Traces

Publish at:

Trace correlation flow

Logs and traces checkpoint #

Secrets gave the platform a real path and used it for central Prometheus metrics. The policies checkpoint then added a basic admission boundary. Now the platform can continue with observability.

Metrics answer the aggregate question: are requests happening, are stages rendering, and how long are they taking? The next operational question is narrower and more practical:

What happened to this request?

Metrics do not answer that by themselves. For one slow or broken render, I need the logs for that request and the trace that shows how it moved through AWS, GCP, and Azure.

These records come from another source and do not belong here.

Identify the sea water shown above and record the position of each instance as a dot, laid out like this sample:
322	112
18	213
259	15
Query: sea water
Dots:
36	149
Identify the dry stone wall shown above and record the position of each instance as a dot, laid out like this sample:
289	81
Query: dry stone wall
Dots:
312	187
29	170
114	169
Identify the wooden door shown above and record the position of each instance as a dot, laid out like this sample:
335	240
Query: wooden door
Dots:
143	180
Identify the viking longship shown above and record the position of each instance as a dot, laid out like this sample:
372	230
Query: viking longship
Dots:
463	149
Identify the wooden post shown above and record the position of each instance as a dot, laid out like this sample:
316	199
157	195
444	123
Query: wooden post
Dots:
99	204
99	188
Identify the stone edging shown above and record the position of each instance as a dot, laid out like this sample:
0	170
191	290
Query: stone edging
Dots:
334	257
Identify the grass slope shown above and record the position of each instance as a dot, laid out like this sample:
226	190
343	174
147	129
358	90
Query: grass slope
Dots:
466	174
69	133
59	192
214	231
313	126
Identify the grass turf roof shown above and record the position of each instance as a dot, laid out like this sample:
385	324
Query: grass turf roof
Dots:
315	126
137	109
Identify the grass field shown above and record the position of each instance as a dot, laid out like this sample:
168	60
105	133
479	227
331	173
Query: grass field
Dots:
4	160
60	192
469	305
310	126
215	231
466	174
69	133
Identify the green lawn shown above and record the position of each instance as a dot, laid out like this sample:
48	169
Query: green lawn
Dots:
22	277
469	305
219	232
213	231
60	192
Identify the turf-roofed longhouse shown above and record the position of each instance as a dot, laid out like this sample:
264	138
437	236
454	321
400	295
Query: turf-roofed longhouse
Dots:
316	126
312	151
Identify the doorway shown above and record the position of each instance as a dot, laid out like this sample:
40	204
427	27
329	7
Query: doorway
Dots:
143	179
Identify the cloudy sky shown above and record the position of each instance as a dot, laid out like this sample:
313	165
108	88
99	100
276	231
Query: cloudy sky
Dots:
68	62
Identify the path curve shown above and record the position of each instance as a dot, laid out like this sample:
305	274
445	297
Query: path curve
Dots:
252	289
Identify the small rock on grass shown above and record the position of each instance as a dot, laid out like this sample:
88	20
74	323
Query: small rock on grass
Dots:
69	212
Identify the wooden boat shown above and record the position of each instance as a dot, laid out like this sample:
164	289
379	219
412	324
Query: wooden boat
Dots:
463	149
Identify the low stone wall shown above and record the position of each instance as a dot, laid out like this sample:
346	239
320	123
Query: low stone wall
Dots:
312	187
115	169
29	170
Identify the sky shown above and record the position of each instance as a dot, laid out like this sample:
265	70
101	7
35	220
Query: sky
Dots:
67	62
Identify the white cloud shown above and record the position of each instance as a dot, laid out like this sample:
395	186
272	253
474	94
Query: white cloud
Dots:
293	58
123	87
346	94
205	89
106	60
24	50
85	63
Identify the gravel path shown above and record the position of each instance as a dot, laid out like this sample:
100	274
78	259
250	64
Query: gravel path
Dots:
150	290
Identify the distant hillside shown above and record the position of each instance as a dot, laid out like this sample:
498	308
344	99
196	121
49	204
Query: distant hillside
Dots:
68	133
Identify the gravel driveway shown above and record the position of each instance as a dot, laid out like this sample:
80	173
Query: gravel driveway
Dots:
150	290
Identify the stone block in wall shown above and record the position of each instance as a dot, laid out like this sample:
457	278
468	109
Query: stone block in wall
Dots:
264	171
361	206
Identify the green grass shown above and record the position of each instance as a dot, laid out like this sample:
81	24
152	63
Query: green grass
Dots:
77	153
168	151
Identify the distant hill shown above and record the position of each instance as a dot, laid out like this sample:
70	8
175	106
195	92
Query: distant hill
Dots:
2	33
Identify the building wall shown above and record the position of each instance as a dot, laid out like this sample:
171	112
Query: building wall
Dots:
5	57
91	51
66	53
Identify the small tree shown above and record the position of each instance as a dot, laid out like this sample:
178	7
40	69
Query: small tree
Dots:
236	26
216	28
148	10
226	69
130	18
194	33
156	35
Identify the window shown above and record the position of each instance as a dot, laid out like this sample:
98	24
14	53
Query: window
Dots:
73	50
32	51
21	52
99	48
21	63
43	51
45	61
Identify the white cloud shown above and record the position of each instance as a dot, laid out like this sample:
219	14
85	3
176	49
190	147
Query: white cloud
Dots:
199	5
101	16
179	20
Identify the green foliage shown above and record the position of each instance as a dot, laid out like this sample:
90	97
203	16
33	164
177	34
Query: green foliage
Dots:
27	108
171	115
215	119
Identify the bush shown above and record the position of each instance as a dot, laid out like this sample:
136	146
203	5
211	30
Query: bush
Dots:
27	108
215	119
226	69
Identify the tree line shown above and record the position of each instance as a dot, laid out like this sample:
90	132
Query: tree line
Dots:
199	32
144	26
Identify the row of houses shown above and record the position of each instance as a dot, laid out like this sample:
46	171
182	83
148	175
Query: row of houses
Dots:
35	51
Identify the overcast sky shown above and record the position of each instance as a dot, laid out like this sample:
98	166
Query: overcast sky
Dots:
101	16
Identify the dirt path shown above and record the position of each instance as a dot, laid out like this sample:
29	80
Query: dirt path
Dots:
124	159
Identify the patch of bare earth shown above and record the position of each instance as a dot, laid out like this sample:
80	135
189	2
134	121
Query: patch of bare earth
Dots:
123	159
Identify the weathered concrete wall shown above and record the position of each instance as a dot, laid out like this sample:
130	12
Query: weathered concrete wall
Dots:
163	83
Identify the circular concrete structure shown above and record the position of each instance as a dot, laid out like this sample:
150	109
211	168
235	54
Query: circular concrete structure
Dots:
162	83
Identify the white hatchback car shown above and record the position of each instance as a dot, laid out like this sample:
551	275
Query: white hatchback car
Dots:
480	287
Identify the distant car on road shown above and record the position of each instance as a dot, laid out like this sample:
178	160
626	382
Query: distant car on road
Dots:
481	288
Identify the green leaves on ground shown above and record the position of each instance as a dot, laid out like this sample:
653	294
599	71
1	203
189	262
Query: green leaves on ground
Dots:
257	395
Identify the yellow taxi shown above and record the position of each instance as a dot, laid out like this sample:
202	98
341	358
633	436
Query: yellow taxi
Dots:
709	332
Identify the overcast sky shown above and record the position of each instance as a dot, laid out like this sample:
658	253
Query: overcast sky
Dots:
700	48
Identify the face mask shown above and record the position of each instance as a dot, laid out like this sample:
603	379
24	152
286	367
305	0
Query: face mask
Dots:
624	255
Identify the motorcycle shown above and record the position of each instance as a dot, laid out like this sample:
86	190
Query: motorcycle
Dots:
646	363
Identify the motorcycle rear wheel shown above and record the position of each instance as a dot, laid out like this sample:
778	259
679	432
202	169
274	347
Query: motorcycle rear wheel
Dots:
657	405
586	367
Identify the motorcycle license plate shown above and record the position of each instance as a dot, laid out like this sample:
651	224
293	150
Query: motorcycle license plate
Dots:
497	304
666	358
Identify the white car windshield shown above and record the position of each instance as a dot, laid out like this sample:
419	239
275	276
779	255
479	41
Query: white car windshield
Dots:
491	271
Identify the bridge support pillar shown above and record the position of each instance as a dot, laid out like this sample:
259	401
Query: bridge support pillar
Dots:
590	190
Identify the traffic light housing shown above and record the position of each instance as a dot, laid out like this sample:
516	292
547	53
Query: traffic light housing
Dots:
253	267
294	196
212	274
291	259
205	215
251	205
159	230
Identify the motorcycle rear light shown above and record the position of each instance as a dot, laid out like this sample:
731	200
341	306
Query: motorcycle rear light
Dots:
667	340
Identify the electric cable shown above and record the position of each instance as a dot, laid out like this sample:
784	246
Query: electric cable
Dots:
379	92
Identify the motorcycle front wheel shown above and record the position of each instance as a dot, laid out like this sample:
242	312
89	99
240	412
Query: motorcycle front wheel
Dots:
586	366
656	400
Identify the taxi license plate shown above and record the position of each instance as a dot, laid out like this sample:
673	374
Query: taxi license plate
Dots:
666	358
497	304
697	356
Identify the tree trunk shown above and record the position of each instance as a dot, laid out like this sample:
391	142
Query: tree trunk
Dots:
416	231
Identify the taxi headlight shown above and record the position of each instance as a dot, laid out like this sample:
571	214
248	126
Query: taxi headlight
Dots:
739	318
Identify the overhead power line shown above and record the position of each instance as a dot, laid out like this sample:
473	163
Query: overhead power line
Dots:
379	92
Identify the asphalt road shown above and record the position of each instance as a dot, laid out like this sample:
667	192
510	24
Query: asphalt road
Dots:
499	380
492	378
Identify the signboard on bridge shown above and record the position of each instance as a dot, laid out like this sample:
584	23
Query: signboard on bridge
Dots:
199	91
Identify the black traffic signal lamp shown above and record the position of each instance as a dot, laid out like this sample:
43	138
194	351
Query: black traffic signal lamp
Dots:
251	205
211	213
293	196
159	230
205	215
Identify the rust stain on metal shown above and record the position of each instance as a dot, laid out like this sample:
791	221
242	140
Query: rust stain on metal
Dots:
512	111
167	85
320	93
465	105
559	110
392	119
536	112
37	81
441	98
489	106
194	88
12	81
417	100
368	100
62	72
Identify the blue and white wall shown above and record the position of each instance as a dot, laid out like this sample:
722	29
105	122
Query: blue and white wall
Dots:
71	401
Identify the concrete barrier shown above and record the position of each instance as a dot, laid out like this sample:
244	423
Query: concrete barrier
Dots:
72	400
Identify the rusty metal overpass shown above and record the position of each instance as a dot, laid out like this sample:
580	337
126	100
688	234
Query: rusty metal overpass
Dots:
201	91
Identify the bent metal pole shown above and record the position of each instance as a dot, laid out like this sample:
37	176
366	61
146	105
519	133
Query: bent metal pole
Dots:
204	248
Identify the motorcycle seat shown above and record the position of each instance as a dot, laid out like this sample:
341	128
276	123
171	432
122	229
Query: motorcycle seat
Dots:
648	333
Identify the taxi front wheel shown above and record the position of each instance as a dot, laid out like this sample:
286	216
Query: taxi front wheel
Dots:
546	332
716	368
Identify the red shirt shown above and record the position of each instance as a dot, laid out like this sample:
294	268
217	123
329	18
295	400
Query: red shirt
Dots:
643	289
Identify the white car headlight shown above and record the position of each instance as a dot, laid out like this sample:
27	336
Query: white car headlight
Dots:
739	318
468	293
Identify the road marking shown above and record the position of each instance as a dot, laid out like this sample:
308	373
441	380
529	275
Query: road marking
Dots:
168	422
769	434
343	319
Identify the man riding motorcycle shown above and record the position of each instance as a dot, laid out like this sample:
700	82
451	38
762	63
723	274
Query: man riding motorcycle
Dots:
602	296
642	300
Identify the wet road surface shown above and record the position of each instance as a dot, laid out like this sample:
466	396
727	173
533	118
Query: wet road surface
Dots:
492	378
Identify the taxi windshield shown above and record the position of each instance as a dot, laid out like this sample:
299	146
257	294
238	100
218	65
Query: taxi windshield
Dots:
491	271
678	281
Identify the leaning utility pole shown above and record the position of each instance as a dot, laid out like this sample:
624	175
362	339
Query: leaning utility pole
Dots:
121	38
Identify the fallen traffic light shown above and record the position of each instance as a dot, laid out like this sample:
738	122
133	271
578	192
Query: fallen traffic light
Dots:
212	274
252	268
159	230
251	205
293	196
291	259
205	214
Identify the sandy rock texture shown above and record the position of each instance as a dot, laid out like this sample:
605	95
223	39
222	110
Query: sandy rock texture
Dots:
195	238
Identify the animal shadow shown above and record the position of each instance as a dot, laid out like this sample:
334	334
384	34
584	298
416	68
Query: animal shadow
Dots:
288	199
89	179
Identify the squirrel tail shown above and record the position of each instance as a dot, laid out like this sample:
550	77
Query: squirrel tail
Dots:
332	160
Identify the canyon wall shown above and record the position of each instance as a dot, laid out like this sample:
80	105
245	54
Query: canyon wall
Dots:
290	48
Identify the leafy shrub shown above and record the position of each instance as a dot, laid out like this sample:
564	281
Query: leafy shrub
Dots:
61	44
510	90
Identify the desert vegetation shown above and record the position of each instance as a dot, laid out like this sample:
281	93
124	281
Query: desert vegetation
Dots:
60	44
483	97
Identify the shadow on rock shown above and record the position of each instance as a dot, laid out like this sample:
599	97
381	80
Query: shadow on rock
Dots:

So we add two more observability signals:

  • logs from Kubernetes pods
  • distributed traces from the Mandelbrot request path

The shape is still intentionally small. Each cluster keeps local fallbacks, and Grafana Cloud becomes the cross-cluster view.

GitOps ownership #

The same Argo CD observability application now owns the expanded stack. The base already had Prometheus and Grafana. This branch adds Loki, Promtail, Jaeger, and the OpenTelemetry Collector:

platform/observability/base/
  loki-config.yaml
  loki-deployment.yaml
  loki-service.yaml
  promtail-service-account.yaml
  promtail-rbac.yaml
  promtail-config.yaml
  promtail-daemonset.yaml
  jaeger-deployment.yaml
  jaeger-service.yaml
  otel-collector-config.yaml
  otel-collector-deployment.yaml
  otel-collector-service.yaml

The cloud overlays add the provider-backed credentials:

platform/observability/overlays/aws/
  grafana-cloud-logs-external-secret.yaml
  grafana-cloud-traces-external-secret.yaml

platform/observability/overlays/gcp/
  grafana-cloud-logs-external-secret.yaml
  grafana-cloud-traces-external-secret.yaml

platform/observability/overlays/azure/
  grafana-cloud-logs-external-secret.yaml
  grafana-cloud-traces-external-secret.yaml

That keeps the secrets model established earlier. Git declares the workload shape and the secret references. The cloud secret backend stores the actual Grafana Cloud endpoints and tokens. External Secrets materializes those values into Kubernetes.

Logs #

Loki is the local log store. It is deliberately small here: one in-cluster service that can answer recent log queries for the local cluster. Promtail is the log shipper. It runs as a DaemonSet, reads pod logs from the node, attaches Kubernetes labels, parses JSON log fields, and pushes the result to two places:

Promtail -> local Loki
Promtail -> Grafana Cloud Logs

The Promtail clients show that split:

clients:
  - url: http://loki.observability.svc.cluster.local:3100/loki/api/v1/push
  - url: ${GRAFANA_CLOUD_LOKI_URL}
    basic_auth:
      username: ${GRAFANA_CLOUD_LOKI_USERNAME}
      password: ${GRAFANA_CLOUD_LOKI_PASSWORD}

The useful part is the pipeline. Promtail first decodes the container runtime log format, then parses the Mandelbrot JSON payload:

pipeline_stages:
  - cri: {}
  - json:
      expressions:
        level:
        message:
        traceId:
        spanId:
        platform:
        service:
        cloud:
        region:
  - labels:
      level:
      platform:
      service:
      cloud:
      region:
  - output:
      source: message

That gives log queries stable labels and keeps the visible message readable.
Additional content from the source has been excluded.